SAN BERNARDINO, Calif. (KABC) --There was a show of support Wednesday for undocumented immigrants from Central America who were turned back by protesters in Murrieta on Tuesday.
At an earlier news conference in San Bernardino held by an immigrants' rights group Wednesday, a woman named Dunia Cruz said through a translator that she fled from Honduras because of the violence there.
She said it was a very difficult journey. It took a month to make it to Texas, where she was processed over a month ago. She says she's now staying in Murrieta with her sister, not far from Tuesday's protest outside a Border Patrol station.
The 140 migrants who were supposed to be processed in Murrieta were instead processed in the San Diego area after the buses were forced to turn around. Residents opposed to people entering the country illegally viewed it as a small victory.
"We give, give, give. We've got to take care of our country first," said Wildomar resident Jackie Nemechek.
"If they do it right then it's OK, but to just cross like that, they're being taught to do this, and it's wrong," said Murrieta resident Ellen Meeks.
A union representative for Border Patrol agents said that of the 140 migrants being processed, 40 were under quarantine because of mites, lice and other problems.
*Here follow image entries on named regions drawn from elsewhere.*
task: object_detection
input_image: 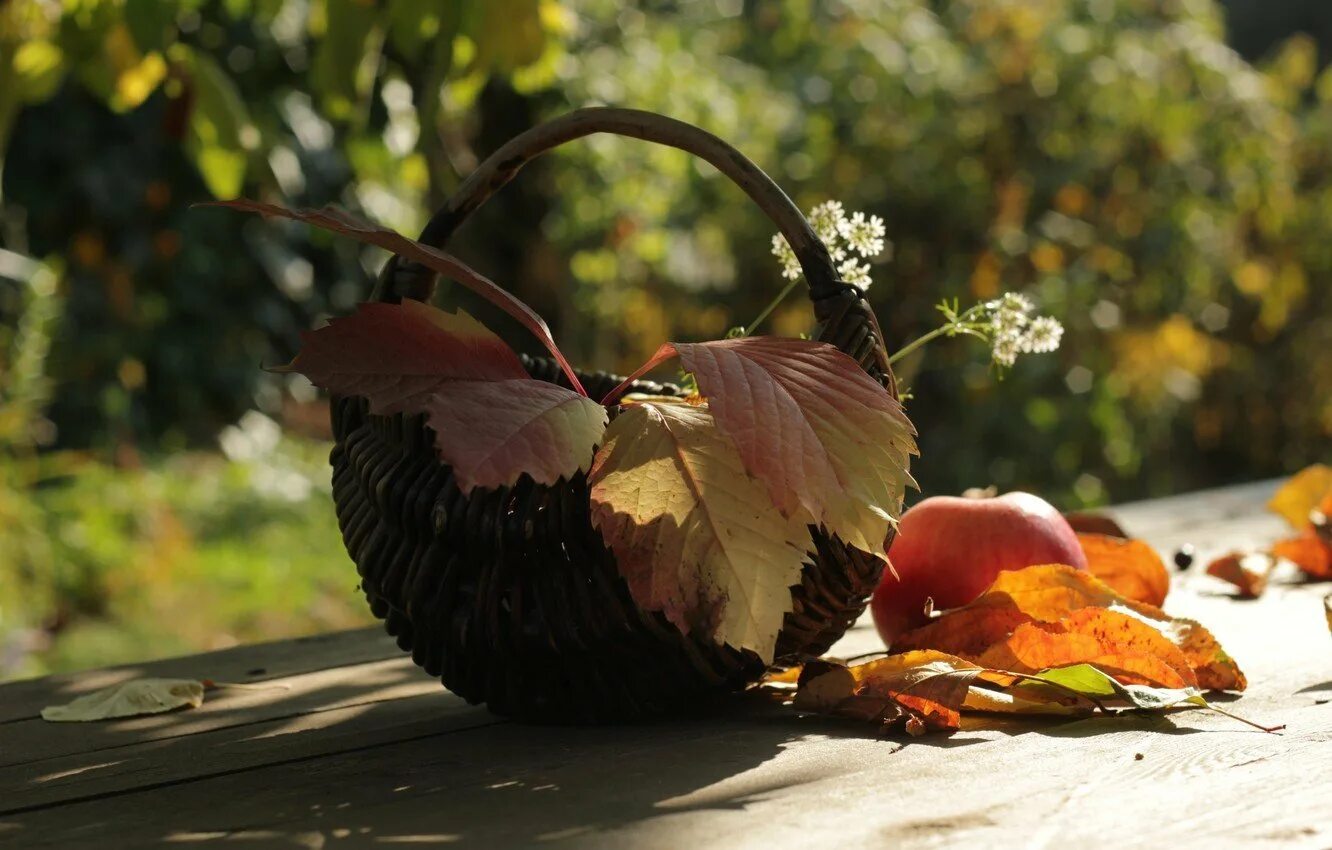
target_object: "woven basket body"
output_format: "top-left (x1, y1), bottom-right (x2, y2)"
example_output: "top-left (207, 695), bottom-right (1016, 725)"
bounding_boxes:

The Department of Homeland Security did not comment.
Undocumented immigrants are supposed to check in with Immigration and Customs Enforcement.
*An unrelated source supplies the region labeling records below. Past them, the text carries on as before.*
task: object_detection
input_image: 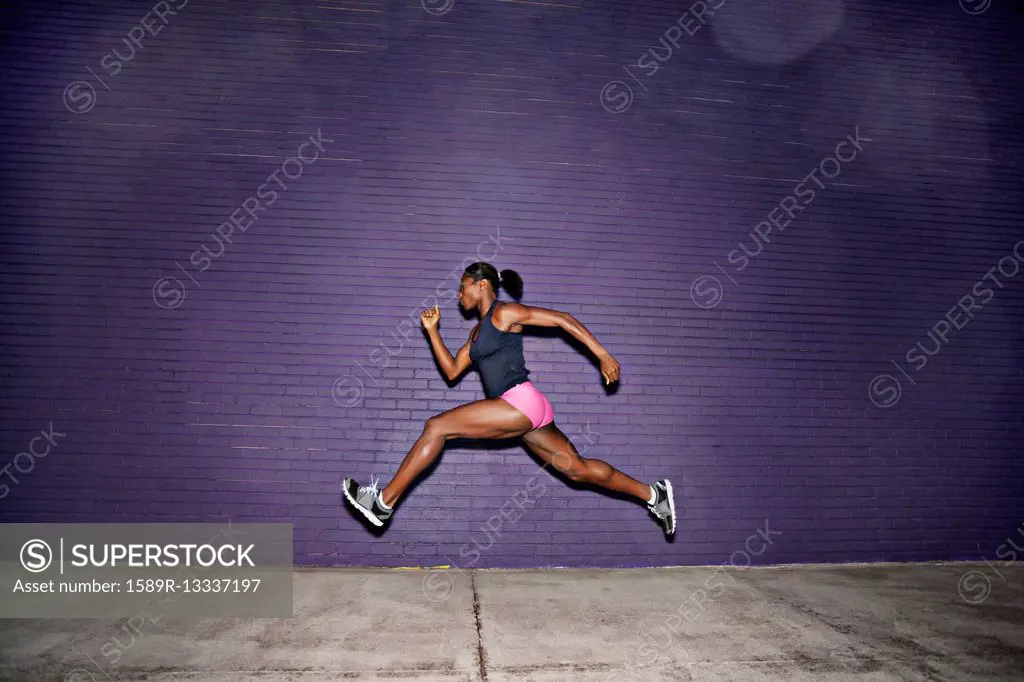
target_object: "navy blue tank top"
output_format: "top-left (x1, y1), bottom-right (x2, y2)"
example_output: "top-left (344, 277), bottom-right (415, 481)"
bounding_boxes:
top-left (469, 298), bottom-right (529, 398)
"They get a hearing in court, and then they can present their cases, either asylum or whatever they might qualify for," said Emilio Amaya, San Bernardino Community Services Center.
A town hall meeting on the controversial issue was held at 6:30 p.m. Wednesday at Vista Murrieta High School. Roughly 1,000 people turned out with capacity for only 750.
Residents wanted answers from federal, county and city leaders as to why undocumented immigrants are being sent to Murrieta. The U.S. Border Patrol says 53 percent of border crossing arrests are in Texas. Agents there made 201,000 arrests this year.
"That's about 1,200 arrests a day," U.S. Border Patrol Chief Agent Paul Beeson said.